Many of the most egregious privacy harms I've seen have little to do with commercialization, and some of the most impactful student privacy advancements have come from investigative journalism and scholarship exploring these less-discussed risks and from organizations and agencies providing the resources that schools and companies need.
The most compelling part of the HRW report is a momentary mention of harms beyond commercialization:
Abby Rufer, an algebra teacher in Texas, US, said that her school district initially did not implement protections for students' privacy. "Teachers were using [an online platform] which has no privacy protection. I was worried because, especially for our kids, this is not safe for them. Sixty to seventy percent of our kids had one primary family member that had been deported or was currently in ICE [US Immigration and Customs Enforcement] holding. So, this is unacceptable, and it is a dangerous situation to put these kids in."
HRW's report raises an important question: if targeted advertising and the creation of advertising profiles are already illegal, why does this report show that trackers still appear in some edtech apps and websites? I wish the report had examined this question. My guess is that there are serious enforcement gaps even when many of these laws exist, and it would have been valuable for this report to discuss ways to improve enforcement
I was also a bit frustrated about the report's limited discussion of existing student and child privacy laws. Few of the trackers highlighted were used in U.S. edtech, possibly because the U.S. has had a baseline student privacy law since 1974 and has passed well over 130 student privacy laws in the past eight years, nearly all of which ban behavioral advertising. The report also showed few trackers in use in the EU, perhaps because of limitations in GDPR and the new Digital Services Act on processing children's data for commercial purposes. I would have liked the report to further research and analyze why different jurisdictions were more or less likely to recommend apps without sufficient privacy vetting, and hope that this is examined in future HRW reports.

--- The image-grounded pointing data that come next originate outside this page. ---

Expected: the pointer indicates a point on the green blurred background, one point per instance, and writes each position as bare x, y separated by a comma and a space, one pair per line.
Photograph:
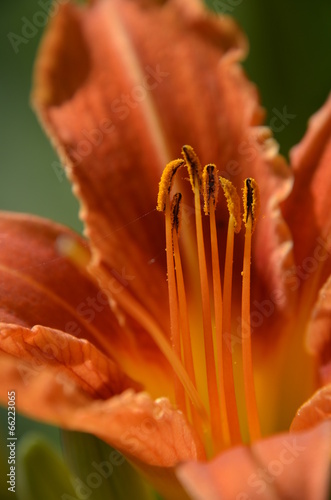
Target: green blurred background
289, 60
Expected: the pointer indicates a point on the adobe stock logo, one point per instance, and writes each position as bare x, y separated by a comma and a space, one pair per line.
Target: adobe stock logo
31, 27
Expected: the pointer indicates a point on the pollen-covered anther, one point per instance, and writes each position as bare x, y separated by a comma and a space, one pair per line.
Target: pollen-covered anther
193, 166
210, 185
175, 212
166, 183
251, 200
233, 202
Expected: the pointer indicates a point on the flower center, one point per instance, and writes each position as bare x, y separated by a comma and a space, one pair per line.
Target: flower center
210, 407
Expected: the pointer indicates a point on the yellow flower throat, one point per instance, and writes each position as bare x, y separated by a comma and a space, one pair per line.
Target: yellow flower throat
217, 425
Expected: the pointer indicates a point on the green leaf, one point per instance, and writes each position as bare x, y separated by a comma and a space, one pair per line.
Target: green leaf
101, 471
41, 473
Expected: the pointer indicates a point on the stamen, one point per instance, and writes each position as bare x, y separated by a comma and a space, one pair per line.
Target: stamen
210, 183
251, 199
166, 182
234, 225
183, 309
194, 168
173, 302
251, 204
172, 220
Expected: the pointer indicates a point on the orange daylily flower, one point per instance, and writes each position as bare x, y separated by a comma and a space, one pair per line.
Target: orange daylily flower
94, 337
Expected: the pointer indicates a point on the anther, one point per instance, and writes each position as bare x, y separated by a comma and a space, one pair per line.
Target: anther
166, 182
210, 184
193, 166
233, 202
175, 211
251, 200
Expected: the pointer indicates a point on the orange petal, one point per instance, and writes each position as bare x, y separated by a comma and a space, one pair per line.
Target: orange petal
77, 359
315, 410
150, 433
39, 286
285, 466
124, 114
318, 337
308, 208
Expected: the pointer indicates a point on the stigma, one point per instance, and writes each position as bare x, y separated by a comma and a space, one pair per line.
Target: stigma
201, 315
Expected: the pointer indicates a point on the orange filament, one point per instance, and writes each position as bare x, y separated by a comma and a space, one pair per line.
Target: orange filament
184, 322
250, 197
210, 189
224, 425
173, 304
229, 388
214, 403
234, 225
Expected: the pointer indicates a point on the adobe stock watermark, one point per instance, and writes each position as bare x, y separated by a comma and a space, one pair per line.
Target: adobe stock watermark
30, 27
293, 278
100, 471
262, 477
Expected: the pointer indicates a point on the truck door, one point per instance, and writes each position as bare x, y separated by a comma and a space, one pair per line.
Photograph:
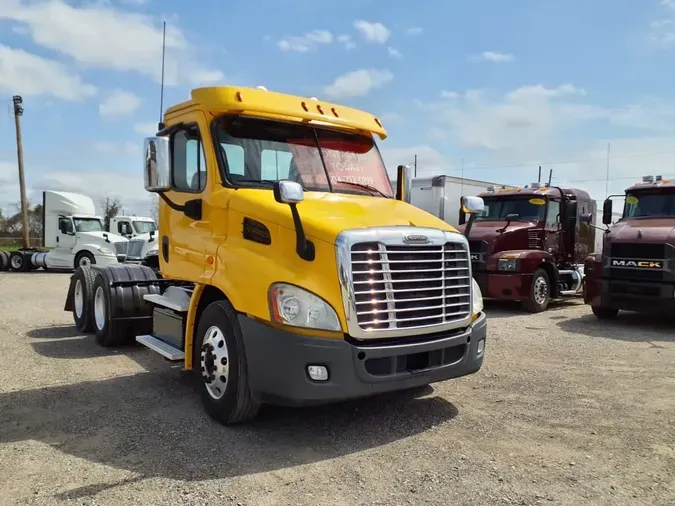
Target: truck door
183, 238
552, 228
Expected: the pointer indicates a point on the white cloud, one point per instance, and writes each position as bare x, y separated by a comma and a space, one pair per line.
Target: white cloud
119, 103
30, 75
372, 32
358, 83
347, 41
394, 53
495, 57
147, 128
98, 35
307, 42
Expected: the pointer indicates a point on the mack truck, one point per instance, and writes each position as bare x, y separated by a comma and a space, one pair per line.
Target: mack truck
530, 243
636, 269
289, 272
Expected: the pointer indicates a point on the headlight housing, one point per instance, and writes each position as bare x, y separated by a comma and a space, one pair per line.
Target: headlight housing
291, 305
476, 298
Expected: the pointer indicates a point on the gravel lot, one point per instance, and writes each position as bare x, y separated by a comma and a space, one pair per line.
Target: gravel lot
566, 410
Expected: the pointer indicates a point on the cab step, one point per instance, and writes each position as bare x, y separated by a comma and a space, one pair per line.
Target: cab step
164, 349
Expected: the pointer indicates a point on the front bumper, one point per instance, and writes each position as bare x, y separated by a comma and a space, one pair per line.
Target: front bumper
503, 285
278, 360
629, 295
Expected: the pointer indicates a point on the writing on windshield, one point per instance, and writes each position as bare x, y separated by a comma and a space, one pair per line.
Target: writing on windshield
644, 205
527, 209
262, 151
88, 225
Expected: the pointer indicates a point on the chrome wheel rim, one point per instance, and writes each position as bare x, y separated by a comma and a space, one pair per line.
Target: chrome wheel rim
540, 290
99, 308
215, 362
79, 299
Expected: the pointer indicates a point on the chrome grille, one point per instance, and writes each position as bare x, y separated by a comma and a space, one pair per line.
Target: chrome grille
410, 286
135, 248
121, 247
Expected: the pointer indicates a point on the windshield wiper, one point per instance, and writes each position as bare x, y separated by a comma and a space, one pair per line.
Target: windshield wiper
366, 187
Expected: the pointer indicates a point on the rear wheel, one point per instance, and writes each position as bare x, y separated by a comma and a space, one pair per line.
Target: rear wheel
540, 292
83, 296
604, 313
220, 365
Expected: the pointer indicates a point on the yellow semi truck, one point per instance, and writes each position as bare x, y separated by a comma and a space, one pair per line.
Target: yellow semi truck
288, 271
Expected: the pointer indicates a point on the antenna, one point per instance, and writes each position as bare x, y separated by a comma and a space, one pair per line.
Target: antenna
160, 125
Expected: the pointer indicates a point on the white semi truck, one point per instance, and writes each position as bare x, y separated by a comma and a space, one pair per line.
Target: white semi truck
75, 235
142, 234
441, 195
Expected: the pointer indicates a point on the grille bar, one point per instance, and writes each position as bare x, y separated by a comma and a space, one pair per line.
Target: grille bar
410, 286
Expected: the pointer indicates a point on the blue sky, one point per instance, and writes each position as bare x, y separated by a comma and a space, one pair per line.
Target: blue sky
496, 87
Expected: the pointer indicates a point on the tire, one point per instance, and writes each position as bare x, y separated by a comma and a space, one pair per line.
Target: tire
18, 262
219, 334
4, 260
604, 313
112, 305
540, 292
84, 258
83, 299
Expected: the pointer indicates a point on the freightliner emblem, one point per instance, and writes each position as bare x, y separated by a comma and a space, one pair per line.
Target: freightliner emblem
416, 238
638, 264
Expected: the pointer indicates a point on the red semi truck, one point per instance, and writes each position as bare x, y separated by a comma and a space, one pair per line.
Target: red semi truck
529, 244
636, 269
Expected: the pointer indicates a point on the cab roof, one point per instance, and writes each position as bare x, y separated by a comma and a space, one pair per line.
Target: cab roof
259, 102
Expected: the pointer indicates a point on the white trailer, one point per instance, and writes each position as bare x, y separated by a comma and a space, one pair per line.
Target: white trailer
441, 195
76, 234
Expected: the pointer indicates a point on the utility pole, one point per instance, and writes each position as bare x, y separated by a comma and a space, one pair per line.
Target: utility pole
18, 112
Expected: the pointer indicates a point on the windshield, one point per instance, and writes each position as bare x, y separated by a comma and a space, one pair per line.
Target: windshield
645, 205
144, 227
258, 152
88, 225
529, 209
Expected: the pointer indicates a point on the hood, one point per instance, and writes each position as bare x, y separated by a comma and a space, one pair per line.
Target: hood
487, 230
325, 215
100, 235
660, 230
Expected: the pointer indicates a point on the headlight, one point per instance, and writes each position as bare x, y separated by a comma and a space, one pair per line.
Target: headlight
507, 264
476, 298
291, 305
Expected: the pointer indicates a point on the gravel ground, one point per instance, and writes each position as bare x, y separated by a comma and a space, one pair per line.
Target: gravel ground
566, 410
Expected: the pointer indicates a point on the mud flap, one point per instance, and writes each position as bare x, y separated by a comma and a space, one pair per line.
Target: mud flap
69, 297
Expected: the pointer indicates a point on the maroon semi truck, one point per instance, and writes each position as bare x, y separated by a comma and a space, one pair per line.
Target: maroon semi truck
636, 269
530, 243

This report could have used its global perspective and the breadth of the research data collected to add substantial new information and value to the student privacy space. I was fascinated that many countries that created edtech apps during COVID included trackers, some of which appear to be used for behavioral advertising or the creation of ad profiles, and would have enjoyed a standalone report examining how and why that happened. Ultimately, I am frustrated that this report will not fulfill its potential to advance student privacy.
The likely result of the report will be a series of articles about how student privacy is in crisis and there are not enough laws and companies are bad. That may draw attention to this issue-not necessarily a bad thing, as any public attention to student privacy tends to at least temporarily increase compliance-but it also means that other really important student privacy issues could fall by the wayside.
*I am always down to present these thoughts if you have lots of time and want to go way down this nerdy rabbit hole
**As the report's methodology section explains, HRW used an algorithm to randomly select up to ten products from each country to evaluate instead of manually selecting the most widely-used edtech products that each government recommended (see the first paragraph on PDF p18 about the use of the Mersenne Twister pseudorandom number generator). The report also did not examine any products that required "verification of the child's identity as a student to set up a mandatory account to access the service"-a substantial market share of edtech-and also only examined "a limited number of EdTech products" that "require a user account to access learning content" which are commonly used in schools.